Using an XML toolchain to consume HTML

Problem statement

The user has some software that operates on XML input and would operate sensibly when given XHTML5 input or the user has libraries that makes it convenient to write such software. The user would like to feed text/html content to the piece of software also.

(Note that it is assumed that the tooling supports XHTML5 sensibly. I.e. an XML parser is available and whatever the program does after parsing solves some problem for the user when the user supplies XHTML5 input to the program.)

Solutions

Using an HTML parser as the first processing step (generally applicable)

The first (and the more versatile and generally useful) solution is to add an HTML5 parser to the pipeline. In the simplest scenario, one would use an HTML parser to parse the text/html input into a tree, apply the rules of the infoset coercion section of the HTML5 spec (to make sure the tree represents a well-formed XML Infoset), serialized the tree into XML and feed the resulting XML to the original tool.

If the source code of the XML tool is available for modification, the serialization to XML step and the second parsing step can be optimized away. The HTML parser can expose the same API as the XML parser that was originally part of the toolchain exposes. This way, when consuming text/html content, an HTML parser can feed data into the rest of the program and the rest of the program can be written as if it were interfacing with an XML parser.

When the intermediate XML serialization has been optimized away like this, the infoset coercion step can also be optimized away if the rest of the application doesn't rely on the well-formedness of the infoset. That is, if the rest of the application doesn't throw an exception if a non-NCName local name is given to it, etc., the infoset coercion step mentioned above can be left out.

Using polyglot markup (not generally applicable)

The second (and less versatile and in the general case inapplicable) solution that has been mentioned is using polyglot markup.
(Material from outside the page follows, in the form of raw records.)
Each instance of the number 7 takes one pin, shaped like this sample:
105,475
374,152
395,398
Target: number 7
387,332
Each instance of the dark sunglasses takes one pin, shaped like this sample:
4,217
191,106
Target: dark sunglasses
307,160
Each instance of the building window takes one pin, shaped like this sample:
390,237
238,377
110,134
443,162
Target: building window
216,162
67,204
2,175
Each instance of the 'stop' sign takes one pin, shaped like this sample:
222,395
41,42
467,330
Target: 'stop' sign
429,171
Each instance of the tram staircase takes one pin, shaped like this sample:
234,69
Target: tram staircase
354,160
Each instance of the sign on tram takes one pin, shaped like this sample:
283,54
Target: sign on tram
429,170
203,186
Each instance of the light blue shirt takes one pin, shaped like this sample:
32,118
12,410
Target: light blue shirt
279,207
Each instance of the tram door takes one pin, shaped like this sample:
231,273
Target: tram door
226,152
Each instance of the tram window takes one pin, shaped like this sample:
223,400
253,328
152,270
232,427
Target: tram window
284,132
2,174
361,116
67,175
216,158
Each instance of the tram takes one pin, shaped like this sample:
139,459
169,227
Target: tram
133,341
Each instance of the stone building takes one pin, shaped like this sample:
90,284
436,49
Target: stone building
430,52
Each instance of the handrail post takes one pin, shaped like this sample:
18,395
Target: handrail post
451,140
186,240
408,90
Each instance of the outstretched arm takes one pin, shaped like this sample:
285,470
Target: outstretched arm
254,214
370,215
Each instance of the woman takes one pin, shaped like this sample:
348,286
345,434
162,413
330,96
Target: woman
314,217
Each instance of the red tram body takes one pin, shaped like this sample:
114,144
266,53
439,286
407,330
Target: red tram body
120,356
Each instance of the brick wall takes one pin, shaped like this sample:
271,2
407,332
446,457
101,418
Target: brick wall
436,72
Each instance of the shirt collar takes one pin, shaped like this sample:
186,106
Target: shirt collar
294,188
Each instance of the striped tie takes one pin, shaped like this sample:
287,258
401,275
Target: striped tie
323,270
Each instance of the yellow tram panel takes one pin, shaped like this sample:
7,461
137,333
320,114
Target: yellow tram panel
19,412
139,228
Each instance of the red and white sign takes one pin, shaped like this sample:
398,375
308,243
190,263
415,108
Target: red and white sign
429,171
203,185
This solution requires restricting the problem statement by stipulating additional restrictions on the properties of the text/html content to be consumed.

The text/html content is constrained in such a way that when parsed as XML, it produces the same parse tree (except for how the xmlns attribute on the root element is represented) as it would produce if parsed using an implementation of the HTML parsing algorithm.
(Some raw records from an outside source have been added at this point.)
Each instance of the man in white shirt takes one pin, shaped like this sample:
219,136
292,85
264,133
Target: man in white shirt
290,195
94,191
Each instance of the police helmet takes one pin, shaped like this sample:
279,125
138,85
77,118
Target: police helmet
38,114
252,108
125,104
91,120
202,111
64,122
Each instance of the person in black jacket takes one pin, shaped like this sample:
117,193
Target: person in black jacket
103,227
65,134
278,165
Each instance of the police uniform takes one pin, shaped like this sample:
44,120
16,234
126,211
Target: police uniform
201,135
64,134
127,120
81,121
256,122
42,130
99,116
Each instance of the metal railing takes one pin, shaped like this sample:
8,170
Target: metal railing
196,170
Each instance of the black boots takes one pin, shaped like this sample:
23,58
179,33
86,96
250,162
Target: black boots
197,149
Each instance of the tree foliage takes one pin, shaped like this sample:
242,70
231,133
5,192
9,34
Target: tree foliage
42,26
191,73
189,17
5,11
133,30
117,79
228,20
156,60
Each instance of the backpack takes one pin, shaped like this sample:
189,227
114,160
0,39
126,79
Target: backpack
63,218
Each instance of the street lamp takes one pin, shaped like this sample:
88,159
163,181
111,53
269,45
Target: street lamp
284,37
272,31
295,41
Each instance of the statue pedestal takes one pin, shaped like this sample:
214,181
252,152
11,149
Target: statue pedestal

For the user to be able to consume text/html content using an XML parser, every document (s)he wants to consume has to be polyglot. If the content to be consumed is Web content in general, there's no way to force all of it to be polyglot, and the polyglot solution isn't applicable.

Thus, the user either has to be the producer of the text/html content to be consumed (in order to have full control over it) or has to have bilateral agreements with each producer of text/html content to be consumed to make sure the producer only supply polyglot text/html content.
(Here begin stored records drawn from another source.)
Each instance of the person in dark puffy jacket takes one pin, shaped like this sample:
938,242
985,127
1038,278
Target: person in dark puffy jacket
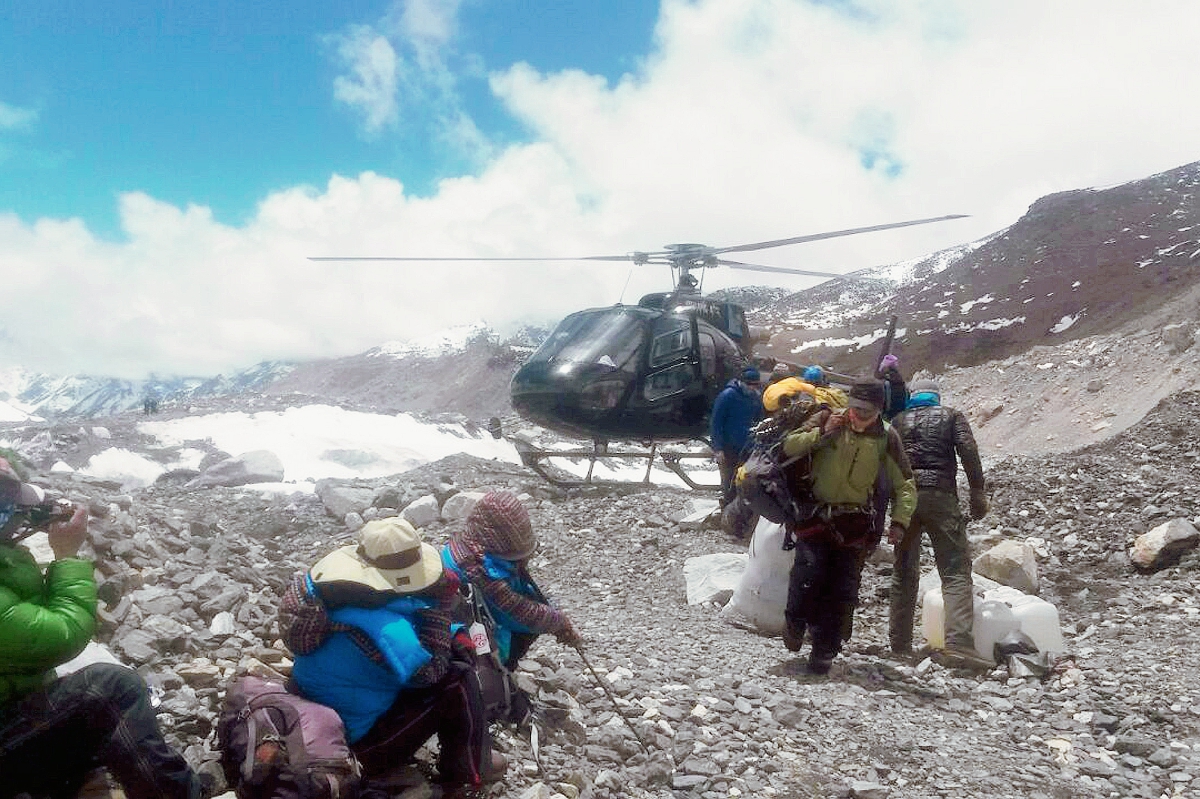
737,409
55,731
492,553
935,439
If the user applied the first solution (HTML parser) instead, there'd be no need to enforce such bilateral agreements. In fact, if the user starts applying the HTML parser solution to content received from one source, it no longer makes sense not to apply it to other text/html sources as well. Thus, from the point of view of a would-be polyglot content supplier, making a document polyglot won't be of value if someone else whose document needs to be consumed by the same consumer makes a monoglot document. The would-be polyglot author might as well be the first one to make a monoglot document that forces the consumer to deal. Thus, having content suppliers give the user polyglot markup is not a stable equilibrium: Every one of the content suppliers has the incentive (because producing polyglot is harder than producing monoglot) to push the user to use the HTML parser solution instead.